La primissima infanzia (fino ai 4 anni) l’ho passata in un paesino microscopico sperduto (Santa Cecilia), alle porte dell’Amazonia, in Bolivia. Chiamarla “campagna” sarebbe fuorviante. Era un abitato sorto intorno ad una fabbrica di alcol, che poi ha anche sfruttato le terre per altre cose. Una grande pianura con piantagioni di canna da zucchero, cotone, frutteti, allevamento di bestiame… Ho pochi ricordi di quell’epoca, so che giravo perfino tra le zampe dei cavalli in completa tranquillità. Sporcarsi non era un problema, anzi, dopo si faceva il bagnetto e con quel caldo (in media 34°C) era più che benvenuto.
La casa accoglieva una marea di gatti (erano bravissimi a cacciare i serpenti), il preferito si chiamava Tommy, era nero. Con le mie sorelle giocavamo con qualsiasi cosa ci capitasse fra le mani, eravamo poco femminili. Una volta mia nonna, in visita quando doveva nascere la terza sorella, vide me e la seconda sorella cullare una scatoletta di cartone, cantando una dolce ninna nanna. Emozionata si avvicinò per vedere bene le piccole che finalmente facevano un giochetto tenero e scoprì che nella “culla” c’era un rospo! Ecco, cose di questo genere. Anche i ragni erano stupendi.
Poi 4 anni in Italia, in periferia di Vicenza. Cambiamento drastico, radicale. Giocavamo con i sassolini del cortile, liberavamo le povere lumache che una vicina di condominio aveva imprigionato (per proteggere l’insalata), mangiavamo i gambi dei trifogli (che la stessa vicina curava con passione)…

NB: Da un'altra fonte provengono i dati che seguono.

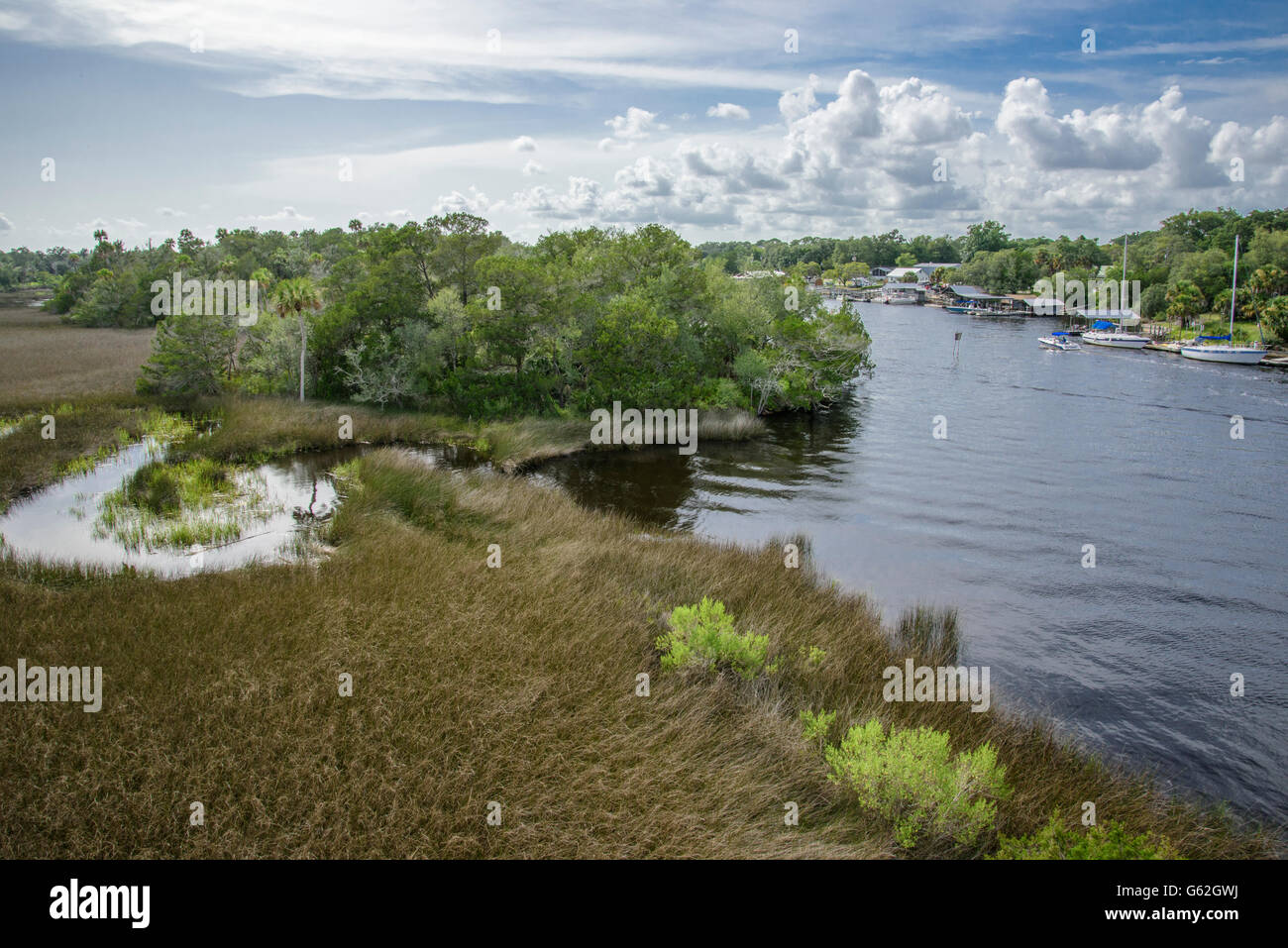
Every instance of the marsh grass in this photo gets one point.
(85, 434)
(928, 634)
(472, 685)
(172, 506)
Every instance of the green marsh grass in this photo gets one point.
(475, 685)
(174, 506)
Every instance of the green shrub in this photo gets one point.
(703, 636)
(816, 724)
(1108, 841)
(912, 780)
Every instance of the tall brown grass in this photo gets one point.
(472, 685)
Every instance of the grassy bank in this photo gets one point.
(46, 360)
(476, 685)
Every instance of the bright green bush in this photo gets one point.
(815, 724)
(703, 635)
(1108, 841)
(912, 780)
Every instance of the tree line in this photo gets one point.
(451, 314)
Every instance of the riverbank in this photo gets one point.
(514, 685)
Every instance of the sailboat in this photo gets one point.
(1227, 352)
(1107, 334)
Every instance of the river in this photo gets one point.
(1044, 454)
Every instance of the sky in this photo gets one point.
(722, 120)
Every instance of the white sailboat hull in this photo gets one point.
(1116, 340)
(1235, 355)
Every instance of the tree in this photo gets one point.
(1184, 300)
(297, 295)
(191, 353)
(463, 241)
(986, 237)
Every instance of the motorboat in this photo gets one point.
(1060, 342)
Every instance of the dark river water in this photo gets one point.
(1046, 451)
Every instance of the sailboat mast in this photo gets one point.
(1122, 290)
(1234, 285)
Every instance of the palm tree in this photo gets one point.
(295, 296)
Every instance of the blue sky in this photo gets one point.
(549, 115)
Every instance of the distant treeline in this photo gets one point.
(449, 313)
(1193, 249)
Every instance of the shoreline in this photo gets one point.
(584, 630)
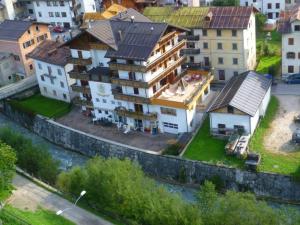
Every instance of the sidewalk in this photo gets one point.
(29, 196)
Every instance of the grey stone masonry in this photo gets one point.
(170, 168)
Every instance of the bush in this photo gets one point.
(122, 188)
(35, 160)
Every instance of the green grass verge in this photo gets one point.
(266, 62)
(204, 147)
(38, 104)
(13, 216)
(288, 163)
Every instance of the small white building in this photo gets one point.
(52, 70)
(240, 104)
(271, 8)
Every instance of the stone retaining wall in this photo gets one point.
(165, 167)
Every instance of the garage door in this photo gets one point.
(170, 128)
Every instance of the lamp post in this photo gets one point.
(82, 193)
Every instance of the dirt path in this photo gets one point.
(283, 126)
(29, 196)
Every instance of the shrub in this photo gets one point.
(35, 160)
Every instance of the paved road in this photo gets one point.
(28, 196)
(286, 89)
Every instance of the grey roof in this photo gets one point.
(12, 30)
(128, 40)
(244, 92)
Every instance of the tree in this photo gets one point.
(7, 165)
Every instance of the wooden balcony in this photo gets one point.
(79, 75)
(127, 67)
(130, 83)
(79, 61)
(130, 98)
(81, 89)
(82, 102)
(136, 115)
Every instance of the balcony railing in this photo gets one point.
(130, 83)
(136, 115)
(189, 37)
(190, 51)
(81, 89)
(130, 98)
(83, 102)
(79, 75)
(79, 61)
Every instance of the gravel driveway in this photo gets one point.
(280, 135)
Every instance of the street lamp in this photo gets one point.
(82, 193)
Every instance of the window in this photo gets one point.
(290, 55)
(168, 111)
(290, 69)
(220, 46)
(269, 5)
(235, 61)
(136, 91)
(234, 46)
(230, 109)
(220, 60)
(221, 74)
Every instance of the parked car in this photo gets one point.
(293, 79)
(58, 29)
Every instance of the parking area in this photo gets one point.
(283, 126)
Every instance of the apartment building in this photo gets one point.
(52, 70)
(289, 27)
(131, 75)
(271, 8)
(220, 38)
(19, 38)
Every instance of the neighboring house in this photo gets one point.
(7, 68)
(19, 38)
(62, 13)
(289, 27)
(271, 8)
(52, 70)
(131, 75)
(240, 104)
(222, 38)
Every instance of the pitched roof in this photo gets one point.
(202, 17)
(12, 30)
(244, 92)
(51, 52)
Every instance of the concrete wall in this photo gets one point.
(165, 167)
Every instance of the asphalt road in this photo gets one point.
(28, 195)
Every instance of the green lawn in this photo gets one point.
(288, 163)
(13, 216)
(38, 104)
(204, 147)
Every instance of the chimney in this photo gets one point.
(132, 19)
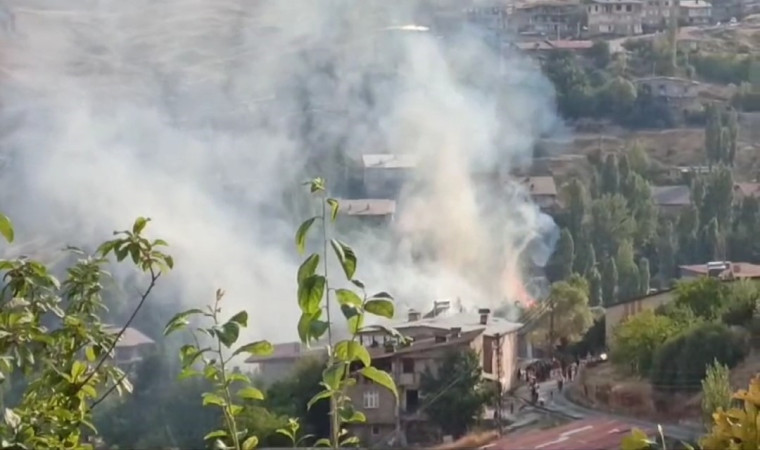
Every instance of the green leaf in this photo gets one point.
(310, 293)
(380, 377)
(250, 443)
(139, 225)
(180, 321)
(349, 351)
(346, 257)
(215, 434)
(6, 228)
(348, 297)
(250, 393)
(383, 308)
(308, 268)
(301, 234)
(316, 398)
(258, 348)
(241, 318)
(228, 334)
(212, 399)
(334, 207)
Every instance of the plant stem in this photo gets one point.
(228, 417)
(334, 425)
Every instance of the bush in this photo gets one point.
(681, 362)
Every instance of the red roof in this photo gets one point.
(587, 434)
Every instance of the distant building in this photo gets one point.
(495, 340)
(671, 199)
(131, 348)
(553, 19)
(680, 94)
(615, 17)
(694, 12)
(725, 270)
(385, 174)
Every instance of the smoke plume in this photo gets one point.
(206, 115)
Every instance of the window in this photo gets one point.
(371, 400)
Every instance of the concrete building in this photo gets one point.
(671, 200)
(553, 19)
(615, 17)
(495, 341)
(385, 174)
(131, 348)
(694, 12)
(680, 94)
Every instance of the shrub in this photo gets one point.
(680, 363)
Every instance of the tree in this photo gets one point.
(611, 223)
(628, 272)
(53, 339)
(458, 386)
(637, 339)
(610, 176)
(643, 276)
(562, 260)
(716, 391)
(609, 283)
(595, 287)
(737, 427)
(567, 316)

Poi di nuovo Bolivia, questa volta a vivere in città e in periferia. Ero un maschietto, detestavo i vestitini, adoravo i pantaloni, correre, arrampicarmi, sporcarmi. A scuola le femmine dovevamo portare il grembiule e i maschi niente! Noi dovevamo fare i lavoretti di cucito, loro andavano al laboratorio di falegnameria e facevano giocattoli meravigliosi. Li ho invidiati per tantissimo tempo.
Ora mi sento molto libera e faccio le cose indipendentemente dal fatto che siano considerate maschili o femminili, pulite o sporche. Abito in campagna, ma mi manca la città.
Le mie figlie crescono molto rilassate, le lascio sporcarsi (tanto con la lavatrice non è un dramma). Alla più grande cerco di insegnare a non prendere in mano la spazzatura, e invece la lascio giocare con sassi, terra, paletti, erba, fiori… I nonni paterni, invece, hanno qualche problemino: che non tocchi i criceti, che non mangi il biscotto se è caduto sul pavimento (dentro casa!), e così via.
A Vicenza, in città, c’è un parco giochi con la sabbia, con il guardiano, con cancello, con sirena… Sì, arrivata l’ora di chiusura suona una sirena tipo bombardamento aereo e scattano le urla delle mamme, gli strilli dei piccoli, il movimento dei passeggini… Non mi sono mai preoccupata della qualità della sabbia. Forse perché mia figlia, la più grande, ormai non mette più le cose in bocca… E poi le ho sempre lasciato mettere di tutto in bocca, che si faccia gli anticorpi…
Ah!! Ecco, mi sono ricordata di una cosa importantissima: mio nonno, quando avevo 2 anni, mi offrì la sabbia pulita da mangiare. Vedendomi divorare la terra (o sabbia) del suo giardino, invece di sgridarmi prese la terra, la passò per il setaccio e me l’offrì in un piattino. Immaginatevi la mia gioia! Ecco, questo nonno è stato fondamentale per me, con lui ho imparato a segare i legni, a dipingere i muri, a sistemare tubature in bagno, a pulire la piscina, a tagliare l’erba, a raccogliere i fichi, a versare bene la birra… Quanto mi manca.